Abstract

The Compressed Baryonic Matter (CBM) experiment at the future Facility for Antiproton and Ion Research (FAIR) in Darmstadt will systematically study dense baryonic matter created in collisions of intense heavy-ion beams with nuclear targets. The research addresses current questions of strong-interaction physics as confinement in normal nuclear matter, chiral symmetry restoration in deconfined matter at high temperatures and densities, and the search for the critical end-point of the phase boundary. With beams of ions as heavy as Au and U, energies up to 45 GeV/nucleon and intensities up to 10 12 ions per pulse, FAIR will enable CBM to probe the phase diagram of quantum chromo dynamics (QCD) in a region poorly known, while being complementary to current and future research programmes at RHIC and LHC. The CBM experiment is planned as a fixed-target spectrometer optimized for the detection of rare probes. Among these are open charm and low-mass vector mesons, important observables for the initial energetic and dense phase of the collisions.
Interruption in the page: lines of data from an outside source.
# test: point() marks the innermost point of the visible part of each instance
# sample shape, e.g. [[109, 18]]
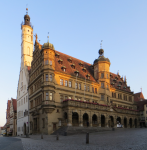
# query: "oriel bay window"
[[61, 81], [46, 95], [51, 77]]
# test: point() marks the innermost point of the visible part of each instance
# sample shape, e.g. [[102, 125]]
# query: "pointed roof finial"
[[101, 44], [27, 9], [118, 72]]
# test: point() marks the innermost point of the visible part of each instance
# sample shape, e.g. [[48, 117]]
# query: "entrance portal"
[[102, 121], [85, 119], [75, 119]]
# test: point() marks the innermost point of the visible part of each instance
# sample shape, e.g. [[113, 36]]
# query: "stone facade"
[[65, 91], [22, 90]]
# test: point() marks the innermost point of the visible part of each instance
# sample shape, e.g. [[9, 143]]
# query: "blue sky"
[[76, 28]]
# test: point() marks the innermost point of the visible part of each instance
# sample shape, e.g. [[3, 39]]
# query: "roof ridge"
[[73, 57]]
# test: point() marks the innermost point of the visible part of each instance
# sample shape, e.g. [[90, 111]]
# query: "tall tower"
[[27, 42], [102, 74], [22, 90]]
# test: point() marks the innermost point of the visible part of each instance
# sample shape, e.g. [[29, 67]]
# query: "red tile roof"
[[70, 70], [89, 70], [118, 82]]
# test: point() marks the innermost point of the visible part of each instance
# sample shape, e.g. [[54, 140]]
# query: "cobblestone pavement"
[[10, 143], [120, 139]]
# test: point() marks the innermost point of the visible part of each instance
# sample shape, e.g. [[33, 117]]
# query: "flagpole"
[[75, 85]]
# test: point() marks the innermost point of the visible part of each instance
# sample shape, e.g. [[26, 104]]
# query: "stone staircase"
[[71, 130]]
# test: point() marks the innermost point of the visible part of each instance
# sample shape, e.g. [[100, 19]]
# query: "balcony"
[[48, 106], [90, 105]]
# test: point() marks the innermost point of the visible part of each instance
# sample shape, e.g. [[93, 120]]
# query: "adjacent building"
[[13, 117], [65, 91], [22, 90]]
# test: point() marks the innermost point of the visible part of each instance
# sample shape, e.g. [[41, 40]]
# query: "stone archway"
[[75, 119], [85, 119], [65, 118], [102, 121], [111, 121], [118, 120], [135, 123], [130, 122], [94, 121], [125, 122]]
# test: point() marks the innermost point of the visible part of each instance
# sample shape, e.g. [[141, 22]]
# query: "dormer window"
[[77, 73], [63, 68], [102, 75], [60, 61], [88, 76], [73, 66], [57, 55], [84, 69], [70, 60], [81, 64]]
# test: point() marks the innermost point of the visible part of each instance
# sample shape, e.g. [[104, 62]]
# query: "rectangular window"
[[50, 62], [85, 87], [61, 98], [102, 97], [61, 81], [43, 123], [76, 85], [107, 76], [50, 77], [79, 86], [46, 62], [65, 83], [69, 84], [92, 89], [88, 88], [46, 95], [46, 77], [102, 84], [102, 75], [51, 96], [95, 90]]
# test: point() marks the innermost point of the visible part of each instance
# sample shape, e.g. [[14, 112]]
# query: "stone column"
[[69, 114], [90, 119], [122, 121], [99, 120], [115, 122], [107, 119], [80, 119], [37, 123]]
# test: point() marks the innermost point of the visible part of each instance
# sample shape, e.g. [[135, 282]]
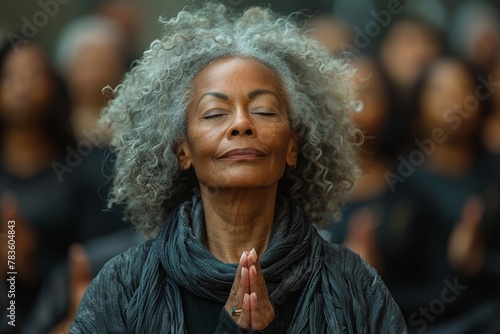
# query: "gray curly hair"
[[148, 114]]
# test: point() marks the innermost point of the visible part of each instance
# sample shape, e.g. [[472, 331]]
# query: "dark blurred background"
[[425, 213]]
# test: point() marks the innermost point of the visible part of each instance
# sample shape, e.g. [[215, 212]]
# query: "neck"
[[238, 220], [452, 159], [26, 150]]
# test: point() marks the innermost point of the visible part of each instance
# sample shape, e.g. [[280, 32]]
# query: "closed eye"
[[264, 112], [214, 113]]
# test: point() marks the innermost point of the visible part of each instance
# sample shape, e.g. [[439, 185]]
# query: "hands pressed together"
[[248, 303]]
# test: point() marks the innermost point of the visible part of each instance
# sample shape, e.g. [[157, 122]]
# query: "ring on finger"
[[235, 311]]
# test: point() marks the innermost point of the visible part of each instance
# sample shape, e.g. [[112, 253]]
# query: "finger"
[[245, 316], [239, 287], [262, 311], [260, 318], [80, 274]]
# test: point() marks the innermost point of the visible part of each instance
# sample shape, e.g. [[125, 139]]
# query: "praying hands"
[[248, 303]]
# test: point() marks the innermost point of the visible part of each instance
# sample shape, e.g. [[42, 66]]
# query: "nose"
[[241, 125]]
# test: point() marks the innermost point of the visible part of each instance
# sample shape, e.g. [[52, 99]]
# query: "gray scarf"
[[295, 259]]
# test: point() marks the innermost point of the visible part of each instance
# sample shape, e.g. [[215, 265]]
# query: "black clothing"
[[140, 290]]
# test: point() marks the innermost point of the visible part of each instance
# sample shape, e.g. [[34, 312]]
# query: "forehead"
[[232, 73]]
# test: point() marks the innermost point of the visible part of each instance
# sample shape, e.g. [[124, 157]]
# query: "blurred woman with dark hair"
[[463, 245]]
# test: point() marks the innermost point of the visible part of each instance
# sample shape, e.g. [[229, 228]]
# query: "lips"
[[243, 153]]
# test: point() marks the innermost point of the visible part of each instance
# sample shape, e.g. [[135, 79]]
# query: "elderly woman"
[[233, 138]]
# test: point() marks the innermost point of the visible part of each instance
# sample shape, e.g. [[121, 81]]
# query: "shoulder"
[[359, 287], [104, 305]]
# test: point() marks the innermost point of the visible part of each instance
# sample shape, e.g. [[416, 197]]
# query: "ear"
[[184, 155], [292, 151]]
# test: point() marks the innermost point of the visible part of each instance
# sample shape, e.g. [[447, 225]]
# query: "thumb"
[[80, 275]]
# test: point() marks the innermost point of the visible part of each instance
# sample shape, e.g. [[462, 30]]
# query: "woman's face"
[[238, 131], [445, 100], [373, 93], [26, 86]]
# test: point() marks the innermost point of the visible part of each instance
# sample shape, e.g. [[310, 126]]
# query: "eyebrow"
[[251, 95]]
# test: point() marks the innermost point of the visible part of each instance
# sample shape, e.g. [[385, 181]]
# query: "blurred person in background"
[[51, 210], [34, 133], [408, 45], [386, 226], [474, 34], [491, 126], [332, 32], [128, 15], [90, 54], [465, 241]]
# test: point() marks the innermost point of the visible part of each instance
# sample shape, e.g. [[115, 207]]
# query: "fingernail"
[[254, 270], [253, 254], [243, 272]]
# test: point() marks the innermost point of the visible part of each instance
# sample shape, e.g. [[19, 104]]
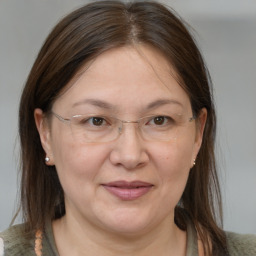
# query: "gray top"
[[16, 244]]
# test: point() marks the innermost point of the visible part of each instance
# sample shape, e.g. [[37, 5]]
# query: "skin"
[[97, 222]]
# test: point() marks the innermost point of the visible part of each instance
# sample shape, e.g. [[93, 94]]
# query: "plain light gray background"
[[226, 32]]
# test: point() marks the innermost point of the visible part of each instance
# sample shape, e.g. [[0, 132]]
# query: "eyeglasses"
[[100, 128]]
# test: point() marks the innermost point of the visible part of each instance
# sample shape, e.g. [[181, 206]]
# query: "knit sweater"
[[13, 243]]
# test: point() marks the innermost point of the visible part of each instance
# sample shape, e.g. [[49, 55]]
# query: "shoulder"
[[13, 242], [241, 244]]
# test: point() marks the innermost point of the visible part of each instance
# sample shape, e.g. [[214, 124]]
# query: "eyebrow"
[[106, 105], [94, 102], [162, 102]]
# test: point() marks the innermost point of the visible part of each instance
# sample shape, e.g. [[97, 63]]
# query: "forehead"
[[126, 77]]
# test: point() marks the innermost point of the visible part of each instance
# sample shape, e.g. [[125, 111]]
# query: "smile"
[[128, 190]]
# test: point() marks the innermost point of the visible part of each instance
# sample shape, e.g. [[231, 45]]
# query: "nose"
[[129, 149]]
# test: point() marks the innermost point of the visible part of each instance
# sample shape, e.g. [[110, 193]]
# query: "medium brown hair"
[[80, 37]]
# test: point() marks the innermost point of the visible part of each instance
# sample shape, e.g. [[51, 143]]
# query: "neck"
[[74, 238]]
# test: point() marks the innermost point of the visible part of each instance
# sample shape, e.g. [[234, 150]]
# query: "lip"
[[128, 191]]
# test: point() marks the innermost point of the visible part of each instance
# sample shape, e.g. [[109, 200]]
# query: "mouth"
[[128, 191]]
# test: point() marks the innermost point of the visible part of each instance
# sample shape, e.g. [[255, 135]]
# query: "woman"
[[117, 128]]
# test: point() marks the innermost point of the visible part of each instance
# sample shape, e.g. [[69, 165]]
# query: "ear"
[[44, 133], [200, 125]]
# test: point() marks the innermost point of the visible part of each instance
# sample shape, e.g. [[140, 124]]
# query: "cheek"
[[76, 164], [172, 162]]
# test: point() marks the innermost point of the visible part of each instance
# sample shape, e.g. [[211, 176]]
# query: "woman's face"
[[129, 184]]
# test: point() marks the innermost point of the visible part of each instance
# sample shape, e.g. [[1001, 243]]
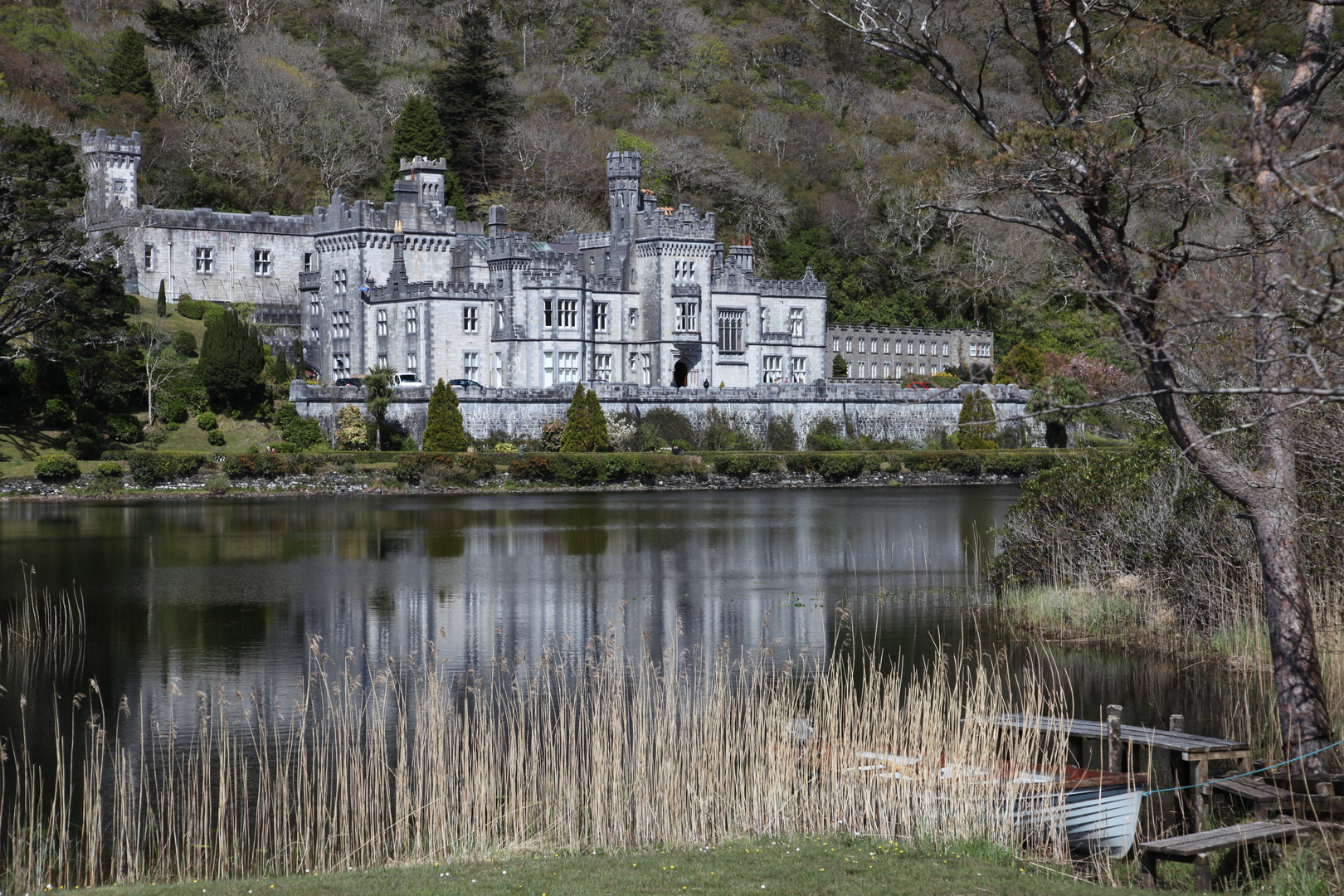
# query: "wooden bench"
[[1195, 848], [1259, 794]]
The experimental concept and challenge is to accomplish charged particle tracking in the high-multiplicity, high-radiation collision environment. This will be realized exclusively with a silicon tracking detector system installed in a strong magnetic dipole field directly behind the target. Key to the physics of CBM and benchmark for the tracking is the reconstruction of short-lived charmed mesons that puts high demands on the silicon detectors. The article presents a conceptual design of the CBM experiment with emphasis on the silicon tracking system. Requirements for silicon microstrip and pixel detectors and their arrangement in the tracker are discussed in relation to important physics observables addressed by CBM.